Romancing Canada's Indigenous People


She Works Hard for Her Money

Does your protagonist like his/her job?  Are they considering a career change?  One of the duties of my former position with an aboriginal employment and training organisation was assisting individuals with making career changes.  So, yes, finding the right job or sticking my protagonist in a job he/she hates is important to me, because our jobs are a big part of our lives and affect us in good and bad ways.  As a former colleague said, “We spend more time with these people than with our own families.”

I always stressed to clients the importance of their jobs, whether a CEO or the custodian who cleans the CEO’s office.  Without a great custodian keeping the CEO’s office in immaculate condition, the CEO or the CEO’s staff would be burdened with cleaning during the day.

What about when the CEO leaves at quitting time?  She’s tired.  Hubby is out of town on business so he can’t start dinner.  She doesn’t feel like cooking either, so on her way home she stops at a drive-thru to pick up a quick meal.  There are people cooking that meal she’ll pick up.  How about the dry-cleaners who’ll clean her office clothes?  Then there are the mechanics who ensure her car is in working order for the commute, or the bus drivers who pick her up and takes her to work.  Her hairdresser keeps Ms. CEO’s coif in immaculate condition while providing an ear as Ms. CEO unwinds, babbling about work-related stress.

She needs these very important people doing very important jobs, just as they need her.  Without people filling these jobs, we’d be shit out of luck, wouldn’t we?  How about the wonderful hotel staff who keep business conferences running smoothly?  Without them, we’d be having potluck at the chair’s house.

So when I pick a job for my protagonist, I find what best suits or doesn’t suit this character.

In my WIP Fire and Water, Gabriel is making a BIG career change—even a life change.  He’s hanging up his microphone and finally putting his teaching degree to use by relocating from Southern Ontario to work at an under-staffed school in a remote Ojibway community in Northwestern Ontario.  He has no choice because his inheritance is being held by his mother and siblings until he commits to what his deceased father deemed a “respectable and real” job.  As for Jesse, the other protagonist, he is the primary grades teacher.  One can well imagine the culture shock Gabriel faces, while attempting to grasp his new nine to five position after only knowing music for thirteen years.  He has a three month probationary period to pass and needs Jesse’s help.

What about you?  How do you decide on a profession for your characters?  Is their job key to the plot or not?

6 thoughts on “Take this job and shove it

  1. Melissa says:

    I think about the character and what suits the personality — and moves the story forward.
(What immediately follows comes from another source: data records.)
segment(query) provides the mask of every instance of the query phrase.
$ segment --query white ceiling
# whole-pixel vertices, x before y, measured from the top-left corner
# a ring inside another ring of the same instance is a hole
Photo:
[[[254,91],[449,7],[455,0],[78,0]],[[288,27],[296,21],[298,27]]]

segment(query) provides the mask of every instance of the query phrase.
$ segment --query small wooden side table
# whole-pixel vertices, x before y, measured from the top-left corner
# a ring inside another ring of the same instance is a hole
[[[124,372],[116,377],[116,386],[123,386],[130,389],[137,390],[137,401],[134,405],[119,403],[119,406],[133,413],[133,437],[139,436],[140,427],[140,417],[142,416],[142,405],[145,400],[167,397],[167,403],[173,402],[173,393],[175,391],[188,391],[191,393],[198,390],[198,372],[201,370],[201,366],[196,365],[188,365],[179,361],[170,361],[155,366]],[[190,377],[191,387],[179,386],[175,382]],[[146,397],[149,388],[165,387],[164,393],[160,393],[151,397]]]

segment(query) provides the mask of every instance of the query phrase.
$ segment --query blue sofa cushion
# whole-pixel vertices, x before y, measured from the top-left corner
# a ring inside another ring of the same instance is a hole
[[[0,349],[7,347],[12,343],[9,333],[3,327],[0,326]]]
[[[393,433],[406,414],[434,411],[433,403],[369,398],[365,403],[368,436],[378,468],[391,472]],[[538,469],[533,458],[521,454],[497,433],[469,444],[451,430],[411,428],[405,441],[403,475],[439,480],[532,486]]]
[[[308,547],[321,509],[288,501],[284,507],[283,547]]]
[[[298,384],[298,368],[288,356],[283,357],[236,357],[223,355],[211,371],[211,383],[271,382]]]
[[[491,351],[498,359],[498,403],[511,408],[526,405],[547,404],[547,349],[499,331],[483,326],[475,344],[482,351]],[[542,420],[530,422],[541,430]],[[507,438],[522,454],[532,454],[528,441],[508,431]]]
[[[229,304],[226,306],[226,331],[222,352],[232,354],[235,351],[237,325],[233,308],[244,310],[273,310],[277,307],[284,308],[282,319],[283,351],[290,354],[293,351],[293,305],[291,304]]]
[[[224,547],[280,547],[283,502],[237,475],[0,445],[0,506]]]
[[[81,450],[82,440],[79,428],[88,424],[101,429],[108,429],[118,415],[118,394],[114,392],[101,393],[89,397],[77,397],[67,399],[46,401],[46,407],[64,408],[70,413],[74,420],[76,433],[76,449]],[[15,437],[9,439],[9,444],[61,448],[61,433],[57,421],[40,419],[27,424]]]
In Doubting River, Charm had to have a job he could leave easily, that didn’t require a college degree, and that would take advantage of his ability to sell ice to Eskimos. Marlie, on the other hand, was a farm wife whose dreams had been put on hold. She had to have a job that both enabled her to provide benefits (health insurance) and a consistent salary to tied them over during the lean months before crops were sold and allowed her to raise her child. She, too, lacks a college degree. When her son is injured, she can’t work enough hours to provide those benefits, and she doesn’t have the skills to easily get another job.


    1. That sounds like quite the interesting story, Melissa. Thanks for sharing.


  2. I can only think of about 3 or 4 characters that have ever had jobs mentioned in the story. Unless it’s vital to the story, it’s not needed, as far as I’m concerned. I know to make them more rounded they should have more life – something to think about in the future.


    1. Thanks for commenting, Annalisa. I’ve read a few stories when jobs weren’t mentioned that worked really well.


  3. Left-Brained Business for Write-Brained People says:

    I try to go the unconventional route. Having worked successfully for a number of years in an industry dominated by men, I got used to giving sarcastic and off-the-wall answers when I heard variations of “what’s a girl like you doing in…” Now I use that same for humor with my characters, giving kind of a twist to my stories by the way they interact with their jobs and the world view of such things.

    Good post. I’ve preached your same message many, many times before to other people. So I obviously totally agree with you that service people are just as important as the CEO, in that one can’t get everything done in life without the work of the other. So much about people and characters come down to lifestyle and attitude, doesn’t it?


    1. I LOVE the unconvential route. It’s my fave. I’d love to hear more about working in an industry dominated by men. Maybe one day you’ll post about it at your blog. I always enjoy reading what you have to say.